I know this is a year old, but you can do this by editing the database directly.
From what I’ve found in my spelunking, the plugin keeps information about votes in 2 locations: the topic_custom_fields table contains the vote count for each topic, and the user_custom_fields table contains the actual record of each vote, tied to a user.
If you just edit the vote count in topic_custom_fields, the new vote count will display-- but the next time someone votes, the plugin will cross-check with the user_custom_fields records, realize the count is incorrect, and “fix” it back to before the edit.
So you have to also edit the user_custom_fields table so it agrees. Luckily, even though on the frontend you’re limited to 1 vote per topic per user, it looks like you can insert as many records as you want for 1 user into the database.

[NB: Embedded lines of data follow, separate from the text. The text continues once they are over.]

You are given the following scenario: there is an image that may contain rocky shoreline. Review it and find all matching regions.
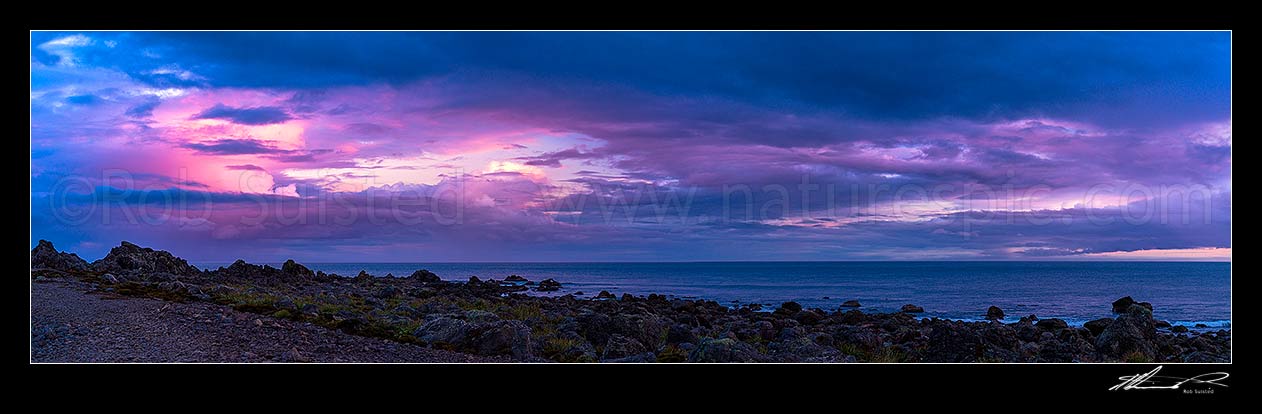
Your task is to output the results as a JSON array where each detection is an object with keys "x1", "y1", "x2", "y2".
[{"x1": 32, "y1": 241, "x2": 1230, "y2": 362}]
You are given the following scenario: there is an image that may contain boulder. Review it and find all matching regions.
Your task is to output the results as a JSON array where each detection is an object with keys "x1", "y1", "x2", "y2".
[
  {"x1": 775, "y1": 300, "x2": 801, "y2": 316},
  {"x1": 411, "y1": 317, "x2": 469, "y2": 347},
  {"x1": 1113, "y1": 297, "x2": 1152, "y2": 313},
  {"x1": 899, "y1": 303, "x2": 925, "y2": 313},
  {"x1": 271, "y1": 298, "x2": 298, "y2": 311},
  {"x1": 280, "y1": 259, "x2": 316, "y2": 279},
  {"x1": 30, "y1": 240, "x2": 88, "y2": 271},
  {"x1": 601, "y1": 333, "x2": 649, "y2": 360},
  {"x1": 1083, "y1": 318, "x2": 1113, "y2": 336},
  {"x1": 688, "y1": 338, "x2": 766, "y2": 362},
  {"x1": 793, "y1": 311, "x2": 824, "y2": 324},
  {"x1": 535, "y1": 279, "x2": 560, "y2": 294},
  {"x1": 467, "y1": 321, "x2": 530, "y2": 360},
  {"x1": 1034, "y1": 318, "x2": 1069, "y2": 332},
  {"x1": 92, "y1": 241, "x2": 202, "y2": 276},
  {"x1": 408, "y1": 269, "x2": 443, "y2": 283},
  {"x1": 986, "y1": 305, "x2": 1003, "y2": 321},
  {"x1": 1113, "y1": 297, "x2": 1135, "y2": 313},
  {"x1": 1095, "y1": 304, "x2": 1157, "y2": 361},
  {"x1": 372, "y1": 287, "x2": 403, "y2": 299}
]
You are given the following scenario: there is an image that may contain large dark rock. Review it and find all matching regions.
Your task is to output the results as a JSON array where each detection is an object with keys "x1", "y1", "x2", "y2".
[
  {"x1": 1113, "y1": 297, "x2": 1135, "y2": 313},
  {"x1": 1083, "y1": 318, "x2": 1113, "y2": 336},
  {"x1": 280, "y1": 259, "x2": 316, "y2": 279},
  {"x1": 986, "y1": 307, "x2": 1003, "y2": 321},
  {"x1": 92, "y1": 241, "x2": 202, "y2": 276},
  {"x1": 688, "y1": 338, "x2": 767, "y2": 362},
  {"x1": 467, "y1": 321, "x2": 531, "y2": 360},
  {"x1": 774, "y1": 302, "x2": 801, "y2": 316},
  {"x1": 408, "y1": 269, "x2": 443, "y2": 283},
  {"x1": 1034, "y1": 318, "x2": 1069, "y2": 332},
  {"x1": 1095, "y1": 304, "x2": 1157, "y2": 361},
  {"x1": 899, "y1": 303, "x2": 925, "y2": 313},
  {"x1": 30, "y1": 240, "x2": 88, "y2": 271},
  {"x1": 601, "y1": 334, "x2": 649, "y2": 360},
  {"x1": 411, "y1": 317, "x2": 469, "y2": 347},
  {"x1": 1113, "y1": 297, "x2": 1152, "y2": 313},
  {"x1": 535, "y1": 279, "x2": 560, "y2": 292}
]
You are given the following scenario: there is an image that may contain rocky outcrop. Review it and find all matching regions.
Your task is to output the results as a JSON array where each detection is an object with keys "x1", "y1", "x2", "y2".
[
  {"x1": 688, "y1": 338, "x2": 767, "y2": 362},
  {"x1": 92, "y1": 241, "x2": 202, "y2": 276},
  {"x1": 33, "y1": 245, "x2": 1232, "y2": 362},
  {"x1": 413, "y1": 312, "x2": 531, "y2": 360},
  {"x1": 986, "y1": 305, "x2": 1003, "y2": 321},
  {"x1": 30, "y1": 240, "x2": 88, "y2": 271},
  {"x1": 1095, "y1": 304, "x2": 1157, "y2": 361},
  {"x1": 1083, "y1": 318, "x2": 1113, "y2": 336},
  {"x1": 408, "y1": 269, "x2": 443, "y2": 283},
  {"x1": 535, "y1": 279, "x2": 560, "y2": 292},
  {"x1": 1113, "y1": 297, "x2": 1152, "y2": 313}
]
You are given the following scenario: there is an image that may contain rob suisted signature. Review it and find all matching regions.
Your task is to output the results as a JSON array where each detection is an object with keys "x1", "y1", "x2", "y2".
[{"x1": 1108, "y1": 365, "x2": 1229, "y2": 391}]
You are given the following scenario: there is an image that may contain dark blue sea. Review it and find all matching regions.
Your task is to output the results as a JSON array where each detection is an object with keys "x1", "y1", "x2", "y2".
[{"x1": 201, "y1": 261, "x2": 1232, "y2": 328}]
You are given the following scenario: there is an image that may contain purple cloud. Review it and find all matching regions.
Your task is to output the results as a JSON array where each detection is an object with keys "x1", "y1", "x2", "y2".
[{"x1": 193, "y1": 104, "x2": 294, "y2": 125}]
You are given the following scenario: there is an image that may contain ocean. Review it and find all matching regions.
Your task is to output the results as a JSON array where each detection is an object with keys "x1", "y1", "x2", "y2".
[{"x1": 198, "y1": 261, "x2": 1232, "y2": 328}]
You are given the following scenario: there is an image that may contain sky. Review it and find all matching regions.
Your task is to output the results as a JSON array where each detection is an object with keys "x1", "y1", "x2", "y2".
[{"x1": 30, "y1": 32, "x2": 1232, "y2": 263}]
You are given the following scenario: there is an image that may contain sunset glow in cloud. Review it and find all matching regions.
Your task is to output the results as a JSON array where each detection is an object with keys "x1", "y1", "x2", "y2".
[{"x1": 30, "y1": 32, "x2": 1232, "y2": 261}]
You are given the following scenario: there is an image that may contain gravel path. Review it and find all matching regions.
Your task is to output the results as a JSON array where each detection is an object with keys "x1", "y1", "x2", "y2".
[{"x1": 30, "y1": 280, "x2": 507, "y2": 362}]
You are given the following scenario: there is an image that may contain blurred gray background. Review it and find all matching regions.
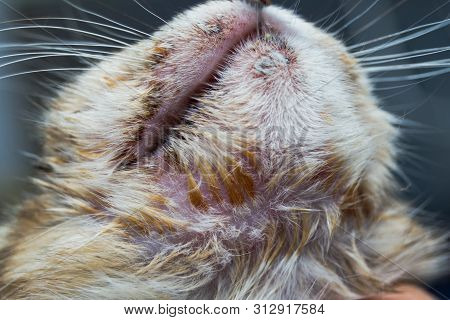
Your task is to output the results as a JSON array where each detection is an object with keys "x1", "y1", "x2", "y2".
[{"x1": 0, "y1": 0, "x2": 450, "y2": 297}]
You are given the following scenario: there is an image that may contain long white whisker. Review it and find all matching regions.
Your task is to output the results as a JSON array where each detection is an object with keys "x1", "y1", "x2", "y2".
[
  {"x1": 0, "y1": 17, "x2": 142, "y2": 37},
  {"x1": 335, "y1": 0, "x2": 380, "y2": 34},
  {"x1": 0, "y1": 25, "x2": 129, "y2": 46},
  {"x1": 0, "y1": 53, "x2": 103, "y2": 69},
  {"x1": 327, "y1": 0, "x2": 362, "y2": 29},
  {"x1": 0, "y1": 41, "x2": 126, "y2": 50},
  {"x1": 345, "y1": 0, "x2": 408, "y2": 43},
  {"x1": 133, "y1": 0, "x2": 169, "y2": 24},
  {"x1": 0, "y1": 47, "x2": 146, "y2": 67},
  {"x1": 63, "y1": 0, "x2": 154, "y2": 38},
  {"x1": 0, "y1": 68, "x2": 91, "y2": 80},
  {"x1": 364, "y1": 59, "x2": 450, "y2": 73},
  {"x1": 371, "y1": 68, "x2": 450, "y2": 83},
  {"x1": 349, "y1": 19, "x2": 450, "y2": 55},
  {"x1": 358, "y1": 46, "x2": 450, "y2": 65}
]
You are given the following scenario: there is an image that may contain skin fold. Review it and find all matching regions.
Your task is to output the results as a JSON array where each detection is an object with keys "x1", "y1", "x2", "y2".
[{"x1": 0, "y1": 1, "x2": 445, "y2": 299}]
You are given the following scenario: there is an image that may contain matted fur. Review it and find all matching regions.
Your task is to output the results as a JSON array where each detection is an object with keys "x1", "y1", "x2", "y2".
[{"x1": 0, "y1": 1, "x2": 443, "y2": 299}]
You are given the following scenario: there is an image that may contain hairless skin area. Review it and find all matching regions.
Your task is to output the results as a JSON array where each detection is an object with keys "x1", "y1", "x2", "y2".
[{"x1": 0, "y1": 0, "x2": 445, "y2": 299}]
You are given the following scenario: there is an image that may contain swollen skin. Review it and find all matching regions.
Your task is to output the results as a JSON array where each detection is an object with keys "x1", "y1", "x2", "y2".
[{"x1": 0, "y1": 1, "x2": 444, "y2": 299}]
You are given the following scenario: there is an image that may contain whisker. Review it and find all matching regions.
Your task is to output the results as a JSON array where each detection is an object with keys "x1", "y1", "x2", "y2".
[
  {"x1": 0, "y1": 68, "x2": 91, "y2": 80},
  {"x1": 334, "y1": 0, "x2": 380, "y2": 34},
  {"x1": 0, "y1": 41, "x2": 128, "y2": 51},
  {"x1": 0, "y1": 25, "x2": 129, "y2": 47},
  {"x1": 364, "y1": 59, "x2": 450, "y2": 73},
  {"x1": 327, "y1": 0, "x2": 362, "y2": 30},
  {"x1": 0, "y1": 17, "x2": 142, "y2": 37},
  {"x1": 349, "y1": 19, "x2": 450, "y2": 56},
  {"x1": 133, "y1": 0, "x2": 169, "y2": 25},
  {"x1": 359, "y1": 46, "x2": 450, "y2": 66},
  {"x1": 63, "y1": 0, "x2": 154, "y2": 38},
  {"x1": 345, "y1": 0, "x2": 408, "y2": 42},
  {"x1": 371, "y1": 68, "x2": 450, "y2": 83}
]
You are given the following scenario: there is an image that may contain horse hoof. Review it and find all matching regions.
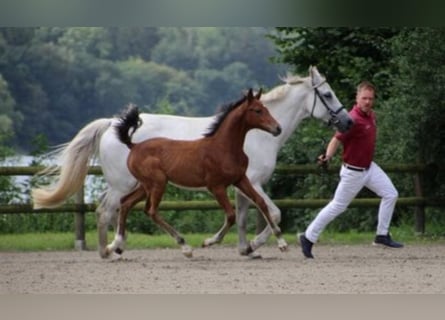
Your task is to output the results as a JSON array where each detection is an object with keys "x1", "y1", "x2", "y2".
[
  {"x1": 278, "y1": 239, "x2": 288, "y2": 252},
  {"x1": 247, "y1": 251, "x2": 263, "y2": 260},
  {"x1": 111, "y1": 250, "x2": 124, "y2": 261},
  {"x1": 202, "y1": 238, "x2": 215, "y2": 248},
  {"x1": 99, "y1": 249, "x2": 111, "y2": 259},
  {"x1": 182, "y1": 245, "x2": 193, "y2": 258}
]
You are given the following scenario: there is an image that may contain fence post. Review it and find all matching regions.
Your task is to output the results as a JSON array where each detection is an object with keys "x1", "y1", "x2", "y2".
[
  {"x1": 414, "y1": 171, "x2": 425, "y2": 234},
  {"x1": 74, "y1": 188, "x2": 86, "y2": 251}
]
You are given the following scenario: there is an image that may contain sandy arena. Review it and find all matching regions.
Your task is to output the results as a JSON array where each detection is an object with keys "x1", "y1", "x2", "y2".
[{"x1": 0, "y1": 244, "x2": 445, "y2": 294}]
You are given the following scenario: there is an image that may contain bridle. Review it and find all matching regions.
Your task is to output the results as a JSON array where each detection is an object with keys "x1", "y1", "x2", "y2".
[{"x1": 311, "y1": 80, "x2": 345, "y2": 125}]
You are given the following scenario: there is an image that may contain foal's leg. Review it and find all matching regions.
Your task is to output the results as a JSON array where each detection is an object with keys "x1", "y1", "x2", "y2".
[
  {"x1": 236, "y1": 184, "x2": 281, "y2": 255},
  {"x1": 202, "y1": 186, "x2": 236, "y2": 247},
  {"x1": 235, "y1": 176, "x2": 287, "y2": 251},
  {"x1": 144, "y1": 181, "x2": 193, "y2": 258},
  {"x1": 106, "y1": 186, "x2": 147, "y2": 255}
]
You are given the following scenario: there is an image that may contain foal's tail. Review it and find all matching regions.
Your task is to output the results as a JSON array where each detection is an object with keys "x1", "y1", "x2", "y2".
[
  {"x1": 115, "y1": 104, "x2": 142, "y2": 149},
  {"x1": 31, "y1": 119, "x2": 112, "y2": 209}
]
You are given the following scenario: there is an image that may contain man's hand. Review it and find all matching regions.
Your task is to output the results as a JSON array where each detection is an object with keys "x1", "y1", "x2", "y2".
[{"x1": 317, "y1": 153, "x2": 330, "y2": 169}]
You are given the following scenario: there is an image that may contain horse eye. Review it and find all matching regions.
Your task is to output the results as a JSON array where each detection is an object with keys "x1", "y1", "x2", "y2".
[{"x1": 323, "y1": 91, "x2": 332, "y2": 99}]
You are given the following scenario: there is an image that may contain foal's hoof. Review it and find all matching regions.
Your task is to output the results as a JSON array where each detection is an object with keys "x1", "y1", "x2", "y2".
[
  {"x1": 247, "y1": 251, "x2": 263, "y2": 260},
  {"x1": 278, "y1": 239, "x2": 288, "y2": 252},
  {"x1": 182, "y1": 245, "x2": 193, "y2": 258}
]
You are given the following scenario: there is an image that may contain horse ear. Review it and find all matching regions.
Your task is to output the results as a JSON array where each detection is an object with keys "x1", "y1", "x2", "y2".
[
  {"x1": 255, "y1": 88, "x2": 263, "y2": 100},
  {"x1": 247, "y1": 88, "x2": 253, "y2": 102},
  {"x1": 309, "y1": 66, "x2": 321, "y2": 86}
]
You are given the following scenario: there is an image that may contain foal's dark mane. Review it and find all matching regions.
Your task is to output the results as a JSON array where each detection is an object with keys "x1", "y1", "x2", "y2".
[{"x1": 204, "y1": 96, "x2": 247, "y2": 137}]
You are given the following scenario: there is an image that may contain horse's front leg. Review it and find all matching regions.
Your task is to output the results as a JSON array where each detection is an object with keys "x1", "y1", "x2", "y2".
[
  {"x1": 144, "y1": 185, "x2": 193, "y2": 258},
  {"x1": 236, "y1": 185, "x2": 281, "y2": 258},
  {"x1": 235, "y1": 190, "x2": 253, "y2": 256},
  {"x1": 235, "y1": 176, "x2": 287, "y2": 251},
  {"x1": 202, "y1": 186, "x2": 236, "y2": 247}
]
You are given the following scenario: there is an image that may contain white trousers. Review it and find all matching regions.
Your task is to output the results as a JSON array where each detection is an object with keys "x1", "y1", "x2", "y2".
[{"x1": 305, "y1": 162, "x2": 398, "y2": 243}]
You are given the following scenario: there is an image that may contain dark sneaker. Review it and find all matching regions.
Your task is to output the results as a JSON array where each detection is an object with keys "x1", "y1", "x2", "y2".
[
  {"x1": 300, "y1": 233, "x2": 314, "y2": 259},
  {"x1": 374, "y1": 234, "x2": 403, "y2": 248}
]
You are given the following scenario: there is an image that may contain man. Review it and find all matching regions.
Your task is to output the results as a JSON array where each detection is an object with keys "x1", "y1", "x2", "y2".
[{"x1": 299, "y1": 81, "x2": 403, "y2": 258}]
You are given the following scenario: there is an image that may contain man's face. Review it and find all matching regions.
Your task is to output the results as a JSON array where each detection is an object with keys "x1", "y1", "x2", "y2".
[{"x1": 356, "y1": 88, "x2": 374, "y2": 113}]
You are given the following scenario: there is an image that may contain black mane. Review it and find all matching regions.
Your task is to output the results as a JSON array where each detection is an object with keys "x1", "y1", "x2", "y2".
[{"x1": 204, "y1": 96, "x2": 247, "y2": 137}]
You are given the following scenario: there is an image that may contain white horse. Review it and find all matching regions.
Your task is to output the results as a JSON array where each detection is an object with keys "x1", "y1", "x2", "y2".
[{"x1": 32, "y1": 67, "x2": 353, "y2": 258}]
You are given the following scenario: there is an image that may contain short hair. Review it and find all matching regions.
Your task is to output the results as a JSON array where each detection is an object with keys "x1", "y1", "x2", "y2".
[{"x1": 357, "y1": 80, "x2": 376, "y2": 92}]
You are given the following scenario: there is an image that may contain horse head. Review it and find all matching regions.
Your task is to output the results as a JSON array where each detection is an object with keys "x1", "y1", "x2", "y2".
[
  {"x1": 309, "y1": 66, "x2": 353, "y2": 132},
  {"x1": 245, "y1": 89, "x2": 281, "y2": 136}
]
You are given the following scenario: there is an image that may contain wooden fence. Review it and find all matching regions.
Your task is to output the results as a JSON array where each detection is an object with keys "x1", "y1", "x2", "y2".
[{"x1": 0, "y1": 164, "x2": 445, "y2": 249}]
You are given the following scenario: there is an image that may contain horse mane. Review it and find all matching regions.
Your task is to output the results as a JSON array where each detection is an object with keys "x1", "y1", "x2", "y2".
[
  {"x1": 261, "y1": 74, "x2": 307, "y2": 102},
  {"x1": 204, "y1": 96, "x2": 247, "y2": 137},
  {"x1": 115, "y1": 103, "x2": 142, "y2": 148}
]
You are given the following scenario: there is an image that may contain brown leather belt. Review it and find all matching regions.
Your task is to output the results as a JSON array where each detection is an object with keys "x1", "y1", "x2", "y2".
[{"x1": 343, "y1": 163, "x2": 369, "y2": 172}]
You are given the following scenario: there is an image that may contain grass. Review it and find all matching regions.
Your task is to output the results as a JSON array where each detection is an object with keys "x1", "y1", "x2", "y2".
[{"x1": 0, "y1": 228, "x2": 445, "y2": 252}]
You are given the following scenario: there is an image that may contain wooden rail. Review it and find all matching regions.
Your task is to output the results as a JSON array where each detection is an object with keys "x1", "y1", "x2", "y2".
[{"x1": 0, "y1": 164, "x2": 445, "y2": 249}]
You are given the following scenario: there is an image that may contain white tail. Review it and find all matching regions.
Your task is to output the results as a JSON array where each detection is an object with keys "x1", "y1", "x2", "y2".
[{"x1": 31, "y1": 119, "x2": 111, "y2": 209}]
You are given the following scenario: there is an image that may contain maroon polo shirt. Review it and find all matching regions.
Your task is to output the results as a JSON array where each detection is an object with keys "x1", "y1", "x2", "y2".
[{"x1": 335, "y1": 105, "x2": 377, "y2": 168}]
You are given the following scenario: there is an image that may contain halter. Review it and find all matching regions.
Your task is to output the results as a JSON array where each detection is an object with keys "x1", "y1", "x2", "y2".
[{"x1": 311, "y1": 80, "x2": 345, "y2": 123}]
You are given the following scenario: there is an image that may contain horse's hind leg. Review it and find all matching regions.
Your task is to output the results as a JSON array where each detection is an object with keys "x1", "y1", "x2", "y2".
[
  {"x1": 106, "y1": 186, "x2": 147, "y2": 255},
  {"x1": 96, "y1": 189, "x2": 121, "y2": 258},
  {"x1": 202, "y1": 187, "x2": 236, "y2": 247}
]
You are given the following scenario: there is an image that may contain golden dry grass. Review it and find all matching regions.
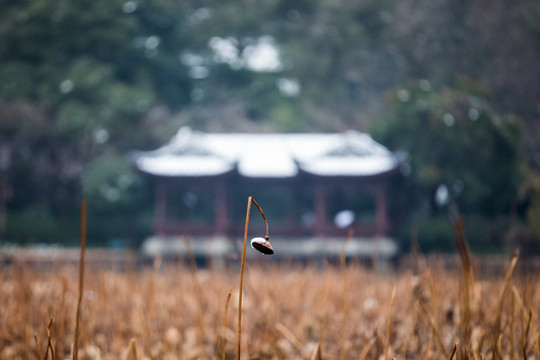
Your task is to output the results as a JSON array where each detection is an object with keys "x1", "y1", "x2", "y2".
[{"x1": 0, "y1": 255, "x2": 540, "y2": 360}]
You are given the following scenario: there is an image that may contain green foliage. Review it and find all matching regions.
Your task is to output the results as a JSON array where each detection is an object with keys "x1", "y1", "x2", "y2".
[
  {"x1": 372, "y1": 80, "x2": 522, "y2": 216},
  {"x1": 5, "y1": 205, "x2": 78, "y2": 244},
  {"x1": 82, "y1": 155, "x2": 152, "y2": 245}
]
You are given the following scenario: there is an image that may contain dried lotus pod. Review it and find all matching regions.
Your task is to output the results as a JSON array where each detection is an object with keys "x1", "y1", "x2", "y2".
[{"x1": 251, "y1": 236, "x2": 274, "y2": 255}]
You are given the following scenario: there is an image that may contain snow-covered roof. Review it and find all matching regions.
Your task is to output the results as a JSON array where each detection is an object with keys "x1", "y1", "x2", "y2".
[{"x1": 133, "y1": 127, "x2": 397, "y2": 178}]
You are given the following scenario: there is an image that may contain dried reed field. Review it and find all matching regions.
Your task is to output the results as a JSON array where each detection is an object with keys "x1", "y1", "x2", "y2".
[{"x1": 0, "y1": 255, "x2": 540, "y2": 360}]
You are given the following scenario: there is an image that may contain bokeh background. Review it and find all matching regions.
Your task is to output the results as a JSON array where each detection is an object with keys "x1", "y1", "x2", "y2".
[{"x1": 0, "y1": 0, "x2": 540, "y2": 254}]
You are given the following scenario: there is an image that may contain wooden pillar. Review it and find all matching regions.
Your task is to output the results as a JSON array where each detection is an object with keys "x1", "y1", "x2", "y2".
[
  {"x1": 214, "y1": 181, "x2": 229, "y2": 235},
  {"x1": 375, "y1": 184, "x2": 388, "y2": 235},
  {"x1": 315, "y1": 184, "x2": 327, "y2": 235},
  {"x1": 154, "y1": 179, "x2": 167, "y2": 235}
]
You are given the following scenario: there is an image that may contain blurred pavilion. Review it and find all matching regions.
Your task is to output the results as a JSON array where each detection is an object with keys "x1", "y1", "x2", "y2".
[{"x1": 132, "y1": 127, "x2": 398, "y2": 257}]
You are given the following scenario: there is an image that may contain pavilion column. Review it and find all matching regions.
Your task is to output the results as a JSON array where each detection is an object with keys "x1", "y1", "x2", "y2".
[
  {"x1": 154, "y1": 180, "x2": 167, "y2": 235},
  {"x1": 214, "y1": 181, "x2": 229, "y2": 235},
  {"x1": 315, "y1": 184, "x2": 327, "y2": 235},
  {"x1": 375, "y1": 185, "x2": 388, "y2": 235}
]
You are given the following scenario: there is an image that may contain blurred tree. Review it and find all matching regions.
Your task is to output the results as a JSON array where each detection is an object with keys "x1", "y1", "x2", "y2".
[{"x1": 372, "y1": 79, "x2": 523, "y2": 249}]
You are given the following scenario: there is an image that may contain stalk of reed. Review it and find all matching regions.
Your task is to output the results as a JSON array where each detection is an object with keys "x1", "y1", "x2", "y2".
[{"x1": 72, "y1": 198, "x2": 86, "y2": 360}]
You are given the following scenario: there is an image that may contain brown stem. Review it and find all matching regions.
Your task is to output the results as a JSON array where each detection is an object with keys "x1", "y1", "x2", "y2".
[{"x1": 250, "y1": 197, "x2": 270, "y2": 240}]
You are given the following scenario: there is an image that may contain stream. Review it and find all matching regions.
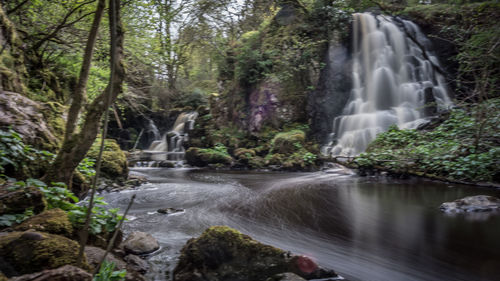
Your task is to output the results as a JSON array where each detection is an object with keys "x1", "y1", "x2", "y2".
[{"x1": 103, "y1": 168, "x2": 500, "y2": 281}]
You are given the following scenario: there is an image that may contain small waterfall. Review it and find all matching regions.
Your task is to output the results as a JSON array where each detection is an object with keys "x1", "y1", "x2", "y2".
[
  {"x1": 144, "y1": 111, "x2": 198, "y2": 162},
  {"x1": 322, "y1": 13, "x2": 452, "y2": 156}
]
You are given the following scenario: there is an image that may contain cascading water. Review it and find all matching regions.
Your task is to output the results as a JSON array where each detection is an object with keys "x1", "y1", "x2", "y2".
[
  {"x1": 322, "y1": 13, "x2": 452, "y2": 156},
  {"x1": 143, "y1": 111, "x2": 198, "y2": 162}
]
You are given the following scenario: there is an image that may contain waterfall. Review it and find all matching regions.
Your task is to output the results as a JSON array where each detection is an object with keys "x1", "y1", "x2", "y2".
[
  {"x1": 322, "y1": 13, "x2": 452, "y2": 156},
  {"x1": 144, "y1": 111, "x2": 198, "y2": 161}
]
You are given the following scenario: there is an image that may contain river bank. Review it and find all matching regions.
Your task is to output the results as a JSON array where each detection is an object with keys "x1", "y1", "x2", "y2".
[{"x1": 104, "y1": 168, "x2": 500, "y2": 280}]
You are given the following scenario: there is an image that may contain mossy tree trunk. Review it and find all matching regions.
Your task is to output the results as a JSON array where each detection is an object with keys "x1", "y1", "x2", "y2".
[
  {"x1": 64, "y1": 0, "x2": 106, "y2": 139},
  {"x1": 45, "y1": 1, "x2": 125, "y2": 190}
]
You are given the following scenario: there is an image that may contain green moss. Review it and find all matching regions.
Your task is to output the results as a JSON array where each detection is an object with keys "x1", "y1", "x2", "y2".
[
  {"x1": 174, "y1": 226, "x2": 288, "y2": 280},
  {"x1": 0, "y1": 185, "x2": 47, "y2": 215},
  {"x1": 14, "y1": 209, "x2": 73, "y2": 237},
  {"x1": 355, "y1": 98, "x2": 500, "y2": 182},
  {"x1": 271, "y1": 130, "x2": 306, "y2": 154},
  {"x1": 186, "y1": 147, "x2": 233, "y2": 167},
  {"x1": 87, "y1": 138, "x2": 128, "y2": 178},
  {"x1": 0, "y1": 231, "x2": 89, "y2": 274}
]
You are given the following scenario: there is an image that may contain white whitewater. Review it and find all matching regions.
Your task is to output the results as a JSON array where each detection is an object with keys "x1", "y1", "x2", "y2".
[
  {"x1": 322, "y1": 13, "x2": 452, "y2": 156},
  {"x1": 144, "y1": 111, "x2": 198, "y2": 161}
]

So something like this:
UPDATE topic_custom_fields SET value = 3 WHERE name = 'vote_count' AND topic_id = <topic_id>;
INSERT INTO user_custom_fields VALUES ( DEFAULT,<user_id>,'votes',<topic_id>,<timestamp>,<timestamp>);
INSERT INTO user_custom_fields VALUES ( DEFAULT,<user_id>,'votes',<topic_id>,<timestamp>,<timestamp>);
INSERT INTO user_custom_fields VALUES ( DEFAULT,<user_id>,'votes',<topic_id>,<timestamp>,<timestamp>);
That way, assuming the vote_count was 0 at first, you’ve set it to 3 and given it 3 records to chew on when it goes to cross-check that number. Seems to work o-k for me, and you should be able to set the user_id to -2 or whatever you want.